We do not get the same feel for the distribution of the values within each treatment as was obtained by the box-and-whisker plot, but we can certainly see clearly which means are not significantly different. If, as here, we use ± 1 standard error as the length of the error bars, then when the bars overlap this implies that the two means are not significantly different. Remember the rule of thumb for t: significance requires 2 or more standard errors, and if the bars overlap it means that the difference between the means is less than 2 standard errors. This shows clearly that none of the means for the clipped plants (n25, n50, r10 or r5) is significantly different from any other (the top of the bar for n25 overlaps the bottom of the bar for r10).

There is another issue, too. For comparing means, we should be using the standard error of the difference between two means (not the standard error of one mean) in our tests (see p. 91); these bars would be about 1.4 times as long as the bars we have drawn here. So while we can be sure that the pruning treatments are not significantly different from one another, we cannot conclude from this plot that the controls have significantly lower biomass than the rest (because the error bars are not the correct length for testing differences between means).

An alternative graphical method is to use 95% confidence intervals for the lengths of the bars, rather than standard errors of means. This is easy to do: we multiply our standard errors by Student's t, qt(.975,5) = 2.570582, to get the lengths of the confidence intervals:

ci <- se*qt(.975,5)
barplot(heights,col="green",ylim=c(0,700),
                                    ylab="mean biomass",xlab="competition treatment")
error.bars(heights,ci)

Now, all of the error bars overlap, implying visually that there are no significant differences between the means. But we know that this is not true from our analysis of variance, in which we rejected the null hypothesis that all the means were the same at p = 0.00875. If it were the case that the bars did not overlap when we are using confidence intervals (as here), then that would imply that the means differed by more than 4 standard errors, and this is much greater than the difference required for significance. So this is not perfect either. With standard errors we could be sure that the means were not significantly different when the bars did overlap. And with confidence intervals we can be sure that the means are significantly different when the bars do not overlap. But the alternative cases are not clear-cut for either type of bar. Can we somehow get the best of both worlds, so that the means are significantly different when the bars do not overlap, and the means are not significantly different when the bars do overlap?

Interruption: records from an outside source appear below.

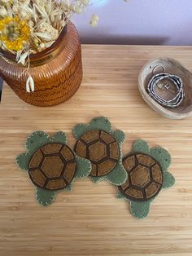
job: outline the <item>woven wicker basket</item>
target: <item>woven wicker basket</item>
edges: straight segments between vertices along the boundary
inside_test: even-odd
[[[30,56],[28,72],[35,82],[34,92],[26,92],[26,68],[15,59],[15,55],[0,51],[0,76],[20,99],[30,104],[46,107],[61,104],[70,99],[81,85],[81,44],[72,23],[50,47]]]

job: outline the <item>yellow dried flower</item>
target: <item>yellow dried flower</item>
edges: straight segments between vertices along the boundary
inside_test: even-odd
[[[23,49],[24,43],[28,41],[30,29],[25,20],[19,17],[6,17],[0,20],[0,41],[11,51]]]

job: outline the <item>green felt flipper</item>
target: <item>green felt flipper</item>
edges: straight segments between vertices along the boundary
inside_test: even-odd
[[[78,139],[89,130],[88,125],[78,124],[76,125],[72,129],[73,136]]]
[[[111,131],[111,124],[108,118],[99,117],[91,120],[89,130],[103,130],[107,132]]]
[[[36,198],[38,203],[43,206],[48,206],[52,204],[57,192],[46,190],[41,188],[37,188],[36,189]]]
[[[163,188],[168,188],[175,184],[175,178],[169,172],[164,173]]]
[[[76,172],[75,178],[85,178],[91,171],[91,163],[89,160],[76,156]]]
[[[161,147],[152,148],[150,155],[160,164],[163,171],[168,170],[171,164],[171,155],[166,149]]]
[[[150,153],[150,148],[147,143],[142,139],[137,139],[133,143],[133,152],[142,152],[144,154]]]
[[[30,158],[31,155],[29,153],[22,153],[16,157],[16,164],[21,170],[28,170]]]
[[[122,144],[124,141],[125,135],[123,130],[116,130],[111,132],[111,135],[119,144]]]
[[[51,141],[55,143],[68,144],[68,137],[63,131],[60,130],[53,135]]]
[[[120,186],[128,179],[128,174],[121,163],[118,162],[116,166],[106,176],[106,179],[112,184]]]
[[[131,201],[130,202],[130,213],[133,216],[137,218],[146,218],[150,211],[151,201]]]
[[[35,152],[41,146],[50,143],[50,135],[42,130],[32,133],[27,139],[26,148],[30,154]]]

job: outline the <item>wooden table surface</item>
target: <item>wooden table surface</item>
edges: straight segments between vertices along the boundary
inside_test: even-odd
[[[162,117],[140,96],[137,80],[151,59],[172,57],[192,71],[192,47],[83,46],[82,85],[66,104],[40,108],[22,102],[5,86],[0,105],[0,255],[192,255],[192,118]],[[28,135],[64,130],[92,117],[110,117],[126,134],[124,152],[134,139],[159,144],[172,156],[176,178],[138,220],[116,188],[107,182],[77,180],[72,192],[40,206],[34,187],[15,164]]]

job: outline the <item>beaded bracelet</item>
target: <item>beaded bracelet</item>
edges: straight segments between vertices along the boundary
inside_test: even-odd
[[[158,86],[158,82],[164,79],[168,79],[172,82],[172,83],[176,86],[177,90],[177,95],[174,96],[174,98],[171,99],[170,100],[165,100],[162,99],[160,96],[159,96],[156,92],[155,91],[155,86]],[[164,88],[169,89],[169,85],[167,84],[164,86]],[[159,104],[168,107],[168,108],[177,108],[178,107],[183,99],[184,99],[184,91],[183,91],[183,83],[182,80],[180,77],[177,77],[176,75],[171,75],[168,73],[159,73],[151,79],[148,86],[147,86],[147,91],[151,98],[153,98],[156,102],[158,102]]]

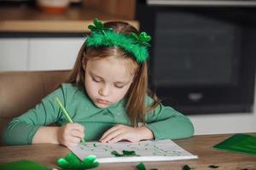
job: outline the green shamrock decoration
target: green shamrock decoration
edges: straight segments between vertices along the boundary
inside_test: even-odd
[[[136,33],[131,32],[131,37],[136,39],[136,41],[143,46],[150,46],[150,44],[148,42],[151,40],[151,37],[148,36],[146,32],[143,31],[140,33],[139,36],[137,36]]]
[[[113,150],[111,152],[112,155],[115,156],[116,157],[119,157],[119,156],[137,156],[136,155],[136,152],[134,150],[123,150],[123,154],[119,153],[116,150]]]
[[[57,163],[61,169],[84,170],[99,166],[99,163],[96,162],[96,156],[90,155],[81,162],[74,154],[68,153],[65,158],[58,159]]]
[[[93,20],[93,25],[90,25],[88,28],[90,30],[90,31],[100,31],[105,34],[104,31],[112,31],[112,28],[107,28],[104,26],[104,24],[101,21],[98,20],[97,19]]]

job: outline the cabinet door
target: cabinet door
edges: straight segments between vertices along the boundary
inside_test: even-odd
[[[27,69],[27,38],[0,38],[0,71]]]
[[[44,37],[29,41],[29,70],[72,69],[84,37]]]

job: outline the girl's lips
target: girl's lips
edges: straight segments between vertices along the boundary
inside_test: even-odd
[[[109,101],[104,100],[104,99],[97,99],[96,100],[97,100],[98,103],[103,104],[103,105],[108,105],[108,104],[110,103]]]

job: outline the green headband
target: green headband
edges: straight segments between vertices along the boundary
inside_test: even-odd
[[[148,47],[151,40],[146,32],[141,32],[139,36],[135,33],[122,34],[115,32],[112,28],[104,27],[102,21],[95,19],[94,26],[88,28],[91,35],[88,36],[85,46],[88,48],[97,47],[119,47],[132,54],[138,63],[143,63],[148,58]]]

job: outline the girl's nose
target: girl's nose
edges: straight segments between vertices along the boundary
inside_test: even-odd
[[[99,90],[99,94],[102,96],[108,96],[109,95],[109,88],[108,87],[102,87]]]

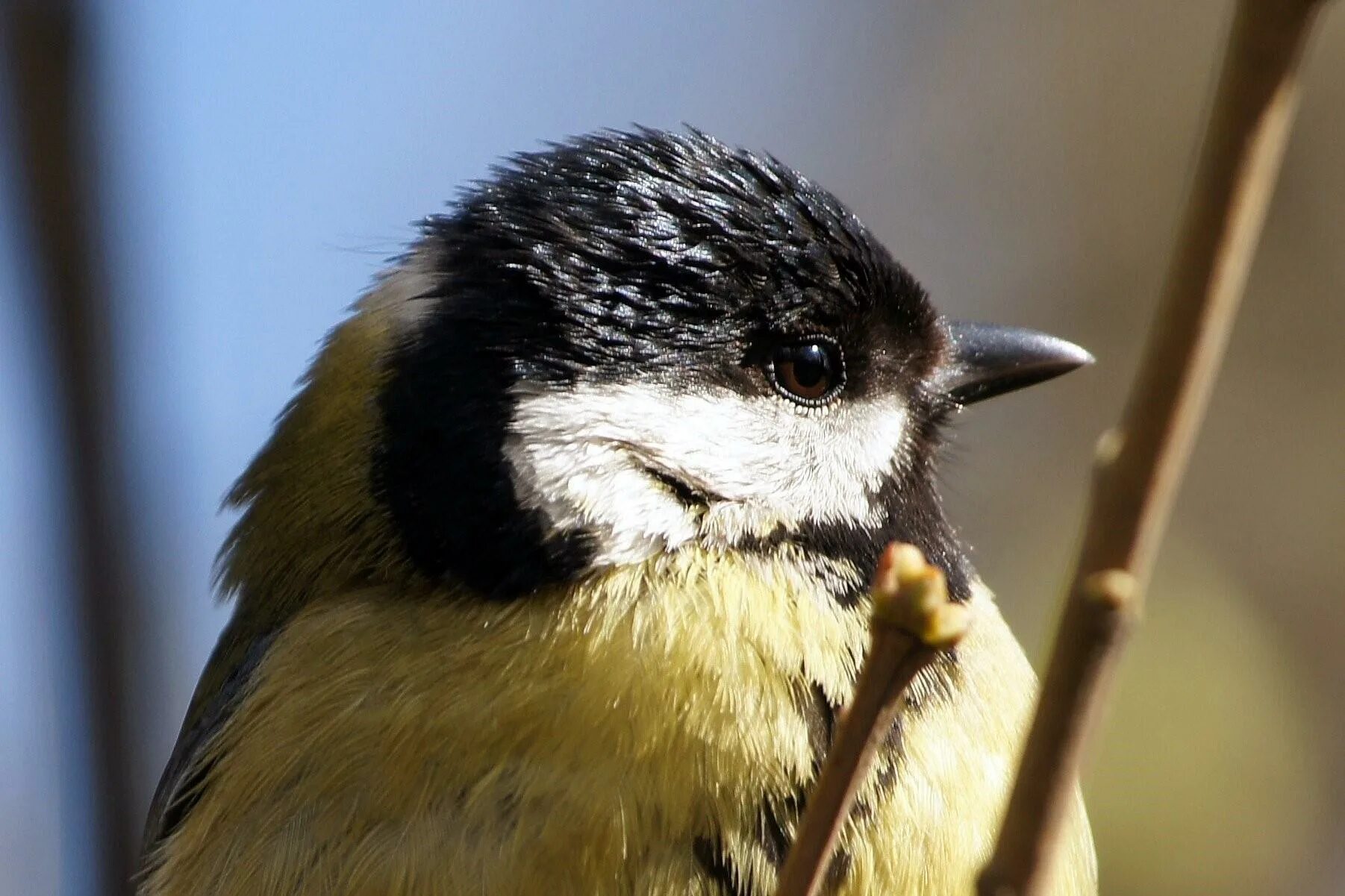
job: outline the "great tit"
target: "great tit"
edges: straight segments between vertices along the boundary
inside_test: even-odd
[[[885,545],[971,630],[824,892],[968,893],[1033,673],[944,517],[963,406],[1089,362],[942,318],[830,192],[703,133],[492,170],[325,339],[233,487],[234,613],[143,896],[768,896]],[[1053,892],[1096,892],[1081,802]]]

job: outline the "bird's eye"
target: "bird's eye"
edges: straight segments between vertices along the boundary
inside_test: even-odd
[[[827,404],[845,386],[841,346],[826,336],[776,346],[765,373],[776,391],[807,408]]]

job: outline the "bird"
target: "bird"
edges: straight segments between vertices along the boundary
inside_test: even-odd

The answer is yes, we can, if we use LSD bars (LSD stands for ‘least significant difference’). Let us revisit the formula for Student's t test:

We say that the difference is significant when t > 2 (by the rule of thumb, or t > qt(0.975,df) if we want to be more precise). We can rearrange this formula to find the smallest difference that we would regard as being significant. We can call this the least significant difference:

LSD = qt(0.975,df) × standard error of a difference

In our present example this is

qt(0.975,10)*sqrt(2*4961/6)

[1] 90.60794

because a difference is based on 12 – 2 = 10 degrees of freedom. What we are saying is that the two means would be significantly different if they differed by 90.61 or more. How can we show this graphically? We want overlapping bars to indicate a difference less than 90.61, and non-overlapping bars to represent a difference greater than 90.61. With a bit of thought you will realize that we need to draw bars that are LSD/2 in length, up and down from each mean. Let us try it with our current example:

lsd <- qt(0.975,10)*sqrt(2*4961/6)
lsdbars <- rep(lsd,5)/2

barplot(heights,col="green",ylim=c(0,700),
                                            ylab="mean biomass",xlab="competition treatment")
error.bars(heights,lsdbars)

Now we can interpret the significant differences visually. The control biomass is significantly lower than any of the four treatments, but none of the four treatments is significantly different from any other. The statistical analysis of this contrast is explained in detail in Chapter 12. Sadly, most journal editors insist on error bars of 1 standard error. It is true that there are complicating issues to do with LSD bars (not least the vexed question of multiple comparisons; see p. 17), but at least LSD/2 bars do what was intended by the error plot (i.e. overlapping bars means non-significance and non-overlapping bars means significance). Neither standard errors nor confidence intervals can say that. A better option might be to use box-and-whisker plots with the notch=T option to indicate significance (see p. 93).

Factorial Experiments

A factorial experiment has two or more factors, each with two or more levels, plus replication for each combination of factor levels. This means that we can investigate statistical interactions, in which the response to one factor depends on the level of another factor. Our example comes from a farm-scale trial of animal diets. There are two factors: diet and supplement. Diet is a factor with three levels: barley, oats and wheat. Supplement is a factor with four levels: agrimore, control, supergain and supersupp. The response variable is weight gain after 6 weeks.

weights <- read.csv("c:\temp\growth.csv")
attach(weights)

Data inspection is carried out using barplot (note the use of beside=T to get the bars in adjacent clusters rather than vertical stacks; we shall add the error bars later):

barplot(tapply(gain,list(diet,supplement),mean),beside=T)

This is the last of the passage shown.